NAFTA and the promise of development
DR-CAFTA is of course not NAFTA, but this NY Times article has an interesting critique on the immigration and development angle often brought up in relation to Free Trade Agreements. This is a look back at NAFTA and Mexico. Them immigration/development argument generally runs like this: an FTA will encourage investment, which in turn leads to higher wages and better physical infrastructure, and this results in less people seeking to immigrate (illegally). Oftentimes the end product (less illlegal immigration) is also tied to arguing that the result is stronger national security.
The article points out, in short, that the reality of NAFTA did not lead to greatly decreased illegal immigration. The key factor is that the projections on government spending to increase infrastructe did not turn out to be true. Dani Rodrik, an economist and trade specialist at Harvard’s John F. Kennedy School of Government explained:
“We have indeed had one disappointment after another on this score,” Mr. Rodrik said, noting that the same assumption about government spending is part and parcel of the agreements, now before Congress, with Columbia, Peru and Panama.
Rodrik also compared the NAFTA (and DR-CAFTA) approach to the EU:
The European Union, in contrast, assumes little about government spending on the part of economically weaker nations joining it.
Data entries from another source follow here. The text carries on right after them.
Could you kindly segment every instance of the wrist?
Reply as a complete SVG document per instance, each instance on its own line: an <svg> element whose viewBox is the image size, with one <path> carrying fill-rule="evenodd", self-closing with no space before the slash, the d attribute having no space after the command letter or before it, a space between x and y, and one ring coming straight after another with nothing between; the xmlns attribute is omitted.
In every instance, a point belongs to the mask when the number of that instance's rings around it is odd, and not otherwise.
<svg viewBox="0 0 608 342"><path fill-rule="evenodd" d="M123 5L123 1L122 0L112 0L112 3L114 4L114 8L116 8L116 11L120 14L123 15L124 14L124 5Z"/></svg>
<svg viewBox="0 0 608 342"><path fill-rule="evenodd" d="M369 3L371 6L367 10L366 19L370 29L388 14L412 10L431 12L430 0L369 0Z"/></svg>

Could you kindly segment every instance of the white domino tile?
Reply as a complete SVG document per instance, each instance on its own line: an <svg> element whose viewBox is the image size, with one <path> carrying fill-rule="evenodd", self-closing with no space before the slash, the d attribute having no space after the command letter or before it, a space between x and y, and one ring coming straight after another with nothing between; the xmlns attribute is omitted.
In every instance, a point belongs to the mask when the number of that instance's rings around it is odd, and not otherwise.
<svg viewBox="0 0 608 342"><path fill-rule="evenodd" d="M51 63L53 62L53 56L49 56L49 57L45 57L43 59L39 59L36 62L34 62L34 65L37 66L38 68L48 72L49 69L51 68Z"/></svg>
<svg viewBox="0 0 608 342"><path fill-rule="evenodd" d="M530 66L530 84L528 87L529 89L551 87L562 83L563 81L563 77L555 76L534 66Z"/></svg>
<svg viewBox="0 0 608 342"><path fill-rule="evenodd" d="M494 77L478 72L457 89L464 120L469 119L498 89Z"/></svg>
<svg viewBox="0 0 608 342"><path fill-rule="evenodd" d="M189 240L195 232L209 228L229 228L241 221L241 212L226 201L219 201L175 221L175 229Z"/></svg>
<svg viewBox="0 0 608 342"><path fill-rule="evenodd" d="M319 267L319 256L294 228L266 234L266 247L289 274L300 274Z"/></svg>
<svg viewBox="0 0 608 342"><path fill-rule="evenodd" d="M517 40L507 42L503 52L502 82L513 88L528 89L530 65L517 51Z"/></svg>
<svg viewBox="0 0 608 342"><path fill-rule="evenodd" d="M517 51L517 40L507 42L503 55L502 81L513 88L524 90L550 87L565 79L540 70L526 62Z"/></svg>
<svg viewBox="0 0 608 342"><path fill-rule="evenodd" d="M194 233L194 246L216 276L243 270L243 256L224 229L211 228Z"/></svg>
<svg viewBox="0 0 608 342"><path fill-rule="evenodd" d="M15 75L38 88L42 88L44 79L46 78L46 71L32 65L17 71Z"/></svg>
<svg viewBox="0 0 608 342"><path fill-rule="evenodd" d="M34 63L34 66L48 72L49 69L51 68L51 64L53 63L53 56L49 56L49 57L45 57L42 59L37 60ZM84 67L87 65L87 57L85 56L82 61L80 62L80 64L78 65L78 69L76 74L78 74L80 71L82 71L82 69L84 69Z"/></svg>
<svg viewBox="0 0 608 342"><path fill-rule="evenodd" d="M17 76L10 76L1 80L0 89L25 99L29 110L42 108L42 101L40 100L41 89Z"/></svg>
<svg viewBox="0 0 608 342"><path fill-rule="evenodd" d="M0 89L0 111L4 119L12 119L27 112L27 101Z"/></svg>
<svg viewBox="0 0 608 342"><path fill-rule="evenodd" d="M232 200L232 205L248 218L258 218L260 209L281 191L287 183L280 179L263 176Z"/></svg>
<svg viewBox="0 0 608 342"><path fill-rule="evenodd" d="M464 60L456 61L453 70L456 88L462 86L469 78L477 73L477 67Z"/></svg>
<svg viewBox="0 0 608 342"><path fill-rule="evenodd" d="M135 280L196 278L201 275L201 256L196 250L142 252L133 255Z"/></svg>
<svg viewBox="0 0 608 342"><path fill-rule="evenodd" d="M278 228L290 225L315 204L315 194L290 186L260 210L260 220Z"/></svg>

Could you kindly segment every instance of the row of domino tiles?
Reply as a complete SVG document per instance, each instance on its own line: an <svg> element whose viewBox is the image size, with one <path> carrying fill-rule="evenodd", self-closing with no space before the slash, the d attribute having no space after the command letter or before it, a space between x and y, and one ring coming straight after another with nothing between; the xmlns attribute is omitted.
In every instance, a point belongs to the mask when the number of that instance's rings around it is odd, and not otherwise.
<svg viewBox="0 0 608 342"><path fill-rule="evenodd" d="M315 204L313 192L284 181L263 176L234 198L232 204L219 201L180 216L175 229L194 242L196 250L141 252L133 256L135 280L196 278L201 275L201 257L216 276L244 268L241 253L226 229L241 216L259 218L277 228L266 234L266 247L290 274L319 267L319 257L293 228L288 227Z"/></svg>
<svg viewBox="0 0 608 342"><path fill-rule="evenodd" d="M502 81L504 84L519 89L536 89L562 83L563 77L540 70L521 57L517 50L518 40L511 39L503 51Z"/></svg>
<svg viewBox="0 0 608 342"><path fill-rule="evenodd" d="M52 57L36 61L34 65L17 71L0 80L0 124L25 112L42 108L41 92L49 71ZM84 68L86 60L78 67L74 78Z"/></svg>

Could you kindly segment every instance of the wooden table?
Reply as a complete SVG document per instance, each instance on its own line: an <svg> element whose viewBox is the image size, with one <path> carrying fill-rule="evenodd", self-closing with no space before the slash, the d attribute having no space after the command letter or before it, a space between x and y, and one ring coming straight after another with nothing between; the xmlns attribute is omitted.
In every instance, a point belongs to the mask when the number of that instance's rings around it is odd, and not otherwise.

The union itself has hugely subsidized the improved services needed by entering countries like Portugal, Spain, Greece and Poland, rather than leave financing to the relatively meager resources of entering countries.
Though this goes into the bigger picture questions of FTAs, I note that several legal scholars who have looked at e-commerce in Latin America have noted that a solid infrastructure is required in order to expand e-commerce as well. Roads and other transportation networks are key to deliver products ordered over the internet, as well as increasing telecom infrastructure to get people on the internet in the first place.
DR-CAFTA will become a fertile ground for more comparative study in this area. As this is just the beginning of the agreement, only time will tell.